La réception, à Bayeux, fut bruyante et solennelle : c’était encore le temps des grandes illusions et des bonnes volontés sans réticences. La municipalité tout entière fit accueil au nouveau prélat et la population – sauf de rares exceptions – se montra déférente. On fit semblant de ne point s’apercevoir d’un court arrêt du cortège à la porte de la cathédrale, où se tenait un notaire apostolique, qui, discrètement, signifia à l’intrus l’ordonnance de Mgr de Cheylus, lui interdisant d’exercer, sous peine d’excommunication, les fonctions épiscopales. Fauchet, manifestement ému, reçut l’acte des mains du notaire, et sans mot répondre pénétra hardiment dans l’église. Prière à l’autel, discours éloquent, nouveau serment, suivi d’un banquet offert par la municipalité, feu de joie qu’alimentèrent cinq cents exemplaires de l’excommunication, visite de l’évêque au club et défilé de la garde nationale ; Fauchet se trouvait si bien reçu qu’il comparait son allégresse « à celle qui règne dans les cieux quand s’y présente un frère désiré ».
Cette lune de miel brilla durant quelques jours.

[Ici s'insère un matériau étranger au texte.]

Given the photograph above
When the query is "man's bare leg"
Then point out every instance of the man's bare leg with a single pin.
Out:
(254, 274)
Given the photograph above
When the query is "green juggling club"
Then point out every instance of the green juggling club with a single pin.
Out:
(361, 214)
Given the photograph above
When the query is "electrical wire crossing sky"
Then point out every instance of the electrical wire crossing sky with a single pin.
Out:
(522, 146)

L’évêque organisait son personnel, et les autorités du district s’ingéniaient à lui passer toutes ses fantaisies, encore qu’on les estimât un peu lourdes pour la bourse des contribuables. À ceux-ci, la pompe du culte plaisait jadis, lorsqu’elle ne leur coûtait rien ; maintenant qu’ils devaient la payer, ils souhaitaient plus de simplicité. Mais le nouvel évêque voyait grand ; outre seize vicaires épiscopaux, formant son conseil, il réclamait huit prêtres chantres, deux hommes pour jouer du « serpent », huit enfants de chœur, deux sacristains, un organiste, deux bâtonniers, un suisse, trois clercs, un sonneur, un horloger, deux bedeaux, un souffleur et un porte-bannière. Il lui fallait encore 900 livres pour le luminaire, 100 livres pour l’huile et l’encens, une provision de vin montant à 500 livres et 600 livres destinées à l’entretien des ornements et du linge. Le district essaya de marchander ; mais comment refuser quelque chose à un prélat « qui avait pris la Bastille » et qui se plaisait à le rappeler ? On céda donc sur presque tous les points.

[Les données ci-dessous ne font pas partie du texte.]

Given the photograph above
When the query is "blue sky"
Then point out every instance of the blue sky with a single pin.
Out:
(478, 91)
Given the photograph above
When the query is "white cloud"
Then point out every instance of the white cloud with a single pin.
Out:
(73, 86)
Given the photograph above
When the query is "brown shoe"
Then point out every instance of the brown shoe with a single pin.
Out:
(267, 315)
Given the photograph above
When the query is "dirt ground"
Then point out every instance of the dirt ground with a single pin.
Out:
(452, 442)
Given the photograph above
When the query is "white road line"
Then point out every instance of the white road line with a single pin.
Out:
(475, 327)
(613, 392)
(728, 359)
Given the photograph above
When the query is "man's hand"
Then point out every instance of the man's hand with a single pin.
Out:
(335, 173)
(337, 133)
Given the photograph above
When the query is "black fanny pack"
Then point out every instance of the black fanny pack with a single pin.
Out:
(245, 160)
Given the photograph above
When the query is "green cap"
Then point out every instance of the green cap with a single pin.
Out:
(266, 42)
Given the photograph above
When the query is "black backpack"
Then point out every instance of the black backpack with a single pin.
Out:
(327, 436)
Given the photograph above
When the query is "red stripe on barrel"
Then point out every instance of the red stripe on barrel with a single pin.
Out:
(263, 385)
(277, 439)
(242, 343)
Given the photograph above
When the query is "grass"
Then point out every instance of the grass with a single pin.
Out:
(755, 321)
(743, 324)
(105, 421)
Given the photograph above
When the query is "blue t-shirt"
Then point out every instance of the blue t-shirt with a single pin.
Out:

Jusque-là, tout allait bien. Rempli de confiance et de zèle, Fauchet se résolut à visiter les neuf cents cures de son territoire, et il se mit courageusement en route. Sa première étape le conduisit à Honfleur. Il devait y entrer le 25 mai, à six heures du soir ; mais le mauvais état des chemins le retarda, et il n’arriva qu’à minuit. Le lendemain, dès l’aube, il était sur pied, discourant, visitant les églises, bénissant des drapeaux, courant à la société philanthropique, à l’asile des pauvres, au club, recevant le serment des dames qui jurèrent de maintenir de tout leur pouvoir la Constitution. Les autorités, déconcertées par son activité, n’arrivaient pas à le suivre, et leur procès-verbal en fait l’aveu. À dix heures du soir, il bénissait et haranguait encore ; toute la population était fourbue.
À Lisieux, il fut acclamé. Là peut-être commença-t-il à s’apercevoir que sa tournée pastorale prenait, dès le début, une allure des plus laïques. Il était plus souvent au club qu’à l’église ; on lui chantait des couplets qui n’avaient rien d’un cantique ; on lui offrit même une couronne civique et un bouquet. À Falaise, la chose s’accentua. La municipalité avait décidé d’offrir au prélat un banquet par souscription ; mais les souscripteurs furent si peu nombreux qu’il fallut aviser ; le repas fut payé par la caisse municipale, après qu’il eut été bien stipulé qu’il serait des plus économiques. L’évêque ne parut pas s’en formaliser. Mais quand il se présenta au couvent des Ursulines pour le visiter, la supérieure fit fermer les portes ; elle dut cependant céder, et Fauchet entra, s’apprêtant à prêcher. Toute la communauté, affolée, courut se réfugier dans une chambre haute de la maison ; et l’évêque mortifié, accompagné des membres du club, put parcourir les cloîtres sans rencontrer une nonne. En revanche, un grenadier lui chanta des couplets philosophiques sur l’air Je le tiens, ce nid de fauvettes ! À Vire, en manière de Te Deum, on l’accueille par une chanson gaillarde :
Notre évêque est arrivé
Il faut boire à sa santé !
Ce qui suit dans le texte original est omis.